Cytoplasmic dynein moves through uncoordinated stepping of the AAA+ ring domains

Abstract

Cytoplasmic dynein is a homodimeric AAA+ motor that transports a multitude of cargos toward the microtubule minus end. How the two catalytic head domains interact and move relative to each other during processive movement is unclear. Here, we tracked the relative positions of both heads with nanometer precision and directly observed the heads moving independently along the microtubule. The heads remained widely separated, and their stepping behavior varied as a function of interhead separation. One active head was sufficient for processive movement, and an active head could drag an inactive partner head forward. Thus, dynein moves processively without interhead coordination, a mechanism fundamentally distinct from the hand-over-hand stepping of kinesin and myosin.

Fig. 1

(A) Step-size measurements of tail- and head-labeled GST-Dyn_331kD with a single QD-655 at 2-msec temporal resolution. The QD position (blue traces) was fit by a step-finding algorithm (solid red lines). (B) Multiple Gaussian fits to step-size histograms reveal two major peaks at 9.3 and 17.5 nm for the head and 4.8 and 8.7 nm for the tail. (C) Dwell-time histogram of head-stepping fitted to a convolution of two unequal rate constants and that of tail-stepping fitted to a model assuming uncoordinated stepping between two heads, each with two unequal rate constants.

Fig. 2

(A) Stepping trace of GST-Dyn_331kD labeled with QD-585 (blue) and QD-655 (red) shows that the heads move independently of each other during processive runs.
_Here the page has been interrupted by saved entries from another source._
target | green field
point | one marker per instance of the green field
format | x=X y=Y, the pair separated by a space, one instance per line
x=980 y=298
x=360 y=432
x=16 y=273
The heads are separated by 28.4 ± 10.7 nm (bottom inset). (B) Examples of nonalternating and lead-head stepping (arrows) show that dynein stepping deviates from the HoH mechanism. (C) Histogram of the angles between the interhead separation vector (red arrow) and the microtubule long axis (blue arrow).

Fig. 3

(A) The on-axis step size (blue dots) of GST-Dyn_331kD decreases linearly (red line) as a function of interhead separation and is biased forward by 9.1 ± 0.6 nm. The leading head takes shorter (d = 1.5 nm) steps with more frequent (p_BW = 0.45) backward steps, compared with the trailing head (d = 17.5 nm; p_BW = 0.14) (bar graphs). (B) Off-axis step sizes show a linear dependence on interhead separation without a bias to move toward the right (positive) or left (negative). (C) Fraction of the steps taken by the leading and trailing heads at different interhead separations (mean ± SEM). (D) Tethered excursion model for the dynein stepping mechanism. Either the leading or the trailing head can hydrolyze ATP and release from the microtubule. A diffusional search of the trailing head (green) is biased forward by interhead tension and the linker swing, resulting in a large forward step. In contrast, linker swing and tension bias the diffusion of the leading head (blue) in opposing directions, resulting in either a backward step or a short forward step.

Fig. 4

(A) Stepping trace of the WT_h\Mut_h heterodimer. Mut_h and WT_h were labeled with QD-585 (blue trace) and QD-655 (red trace), respectively. WT_h mostly remains in the lead during a short backward run (insert 1) and a long forward run (insert 2). (B) Plot of on-axis step size (blue dots) of WT_h and Mut_h versus interhead separation. The step size decreases linearly (red line) with increased interhead separation and is biased forward by 10.9 ± 0.8 nm for WT_h and 7.1 ± 0.7 nm for Mut_h. Step-size histograms (bar graphs) show that dWT = 6.5 nm whereas d_Mut = −2.6 nm in the lead. (C) Histogram of the angles between interhead separation and stepping vectors of Mut_h and WT_h. (D) Model for WT_h\Mut_h processivity. ATP binding to WT_h triggers its release from the microtubule and the subsequent diffusional search is biased forward by the power stroke of the WT_h linker. The weakly attached Mut_h moves toward WT_h under linker tension.